Plot empirical cumulative distribution function (ecdf) of a variable specified for data drift detection

Since R2022a

    Description

    example

    plotEmpiricalCDF(DDiagnostics) plots the ecdf values of the baseline and target data for the continuous variable with the lowest p-value. If the data does not contain any continuous variables, then plotEmpiricalCDF does not generate a plot and, instead, returns a warning.

    If you set the value of EstimatePValues to false in the call to detectdrift, then plotEmpiricalCDF displays NaN for the p-value and the drift status.

    example

    plotEmpiricalCDF(DDiagnostics,Variable=variable) plots the ecdf for the variable specified by variable.

    example

    plotEmpiricalCDF(ax,___) plots on the axes ax instead of gca, using any of the input argument combinations in the previous syntaxes.

    St = plotEmpiricalCDF(___) plots the ecdf and returns an array of Stair objects St. Use this to inspect and modify the properties of the object. To learn more, see Stair Properties.

    Examples

    collapse all

    Generate baseline and target data with three variables, where the distribution parameters of the second and third variables change for the target data.

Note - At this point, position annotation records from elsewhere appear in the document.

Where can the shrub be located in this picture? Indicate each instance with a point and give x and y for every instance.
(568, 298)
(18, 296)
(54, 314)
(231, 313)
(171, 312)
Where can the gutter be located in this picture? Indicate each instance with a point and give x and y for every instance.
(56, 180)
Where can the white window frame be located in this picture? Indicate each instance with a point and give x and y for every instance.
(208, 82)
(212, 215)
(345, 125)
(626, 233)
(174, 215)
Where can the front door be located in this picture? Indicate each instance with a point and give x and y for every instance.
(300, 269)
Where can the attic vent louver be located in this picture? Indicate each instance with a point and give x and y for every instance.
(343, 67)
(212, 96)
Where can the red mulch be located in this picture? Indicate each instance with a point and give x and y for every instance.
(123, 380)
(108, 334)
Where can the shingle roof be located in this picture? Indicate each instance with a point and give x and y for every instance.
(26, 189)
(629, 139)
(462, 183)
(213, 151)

    rng('default') % For reproducibility
    baseline = [normrnd(0,1,100,1),wblrnd(1.1,1,100,1),betarnd(1,2,100,1)];
    target = [normrnd(0,1,100,1),wblrnd(1.2,2,100,1),betarnd(1.7,2.8,100,1)];

    Perform permutation testing for all variables to check for any drift between the baseline and target data.

    DDiagnostics = detectdrift(baseline,target)
    DDiagnostics = 
      DriftDiagnostics
    
                  VariableNames: ["x1"    "x2"    "x3"]
           CategoricalVariables: []
                    DriftStatus: ["Stable"    "Drift"    "Warning"]
                        PValues: [0.3850 0.0050 0.0910]
            ConfidenceIntervals: [2×3 double]
        MultipleTestDriftStatus: "Drift"
                 DriftThreshold: 0.0500
               WarningThreshold: 0.1000
    
    
      Properties, Methods
    
    

    Plot the ecdf for the variable with the lowest p-value.

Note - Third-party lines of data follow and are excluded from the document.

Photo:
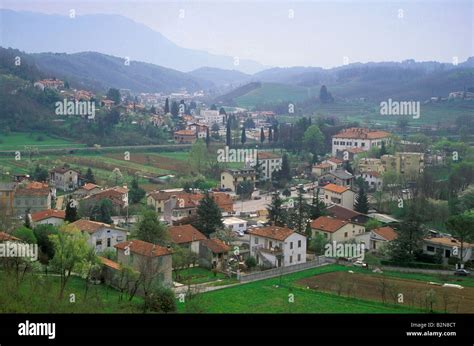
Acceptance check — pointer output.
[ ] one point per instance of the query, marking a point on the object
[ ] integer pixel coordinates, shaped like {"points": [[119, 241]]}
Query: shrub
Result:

    plotEmpiricalCDF(DDiagnostics)

    By default, plotEmpiricalCDF plots the ecdf of the baseline and target data for the variable with the lowest p-value, which is x2 in this case. You can see the difference between the two empirical cumulative distribution functions. The plot also displays the p-value and the drift status for variable x2.

    Generate baseline and target data with three variables, where the distribution parameters of the second and third variables change for the target data.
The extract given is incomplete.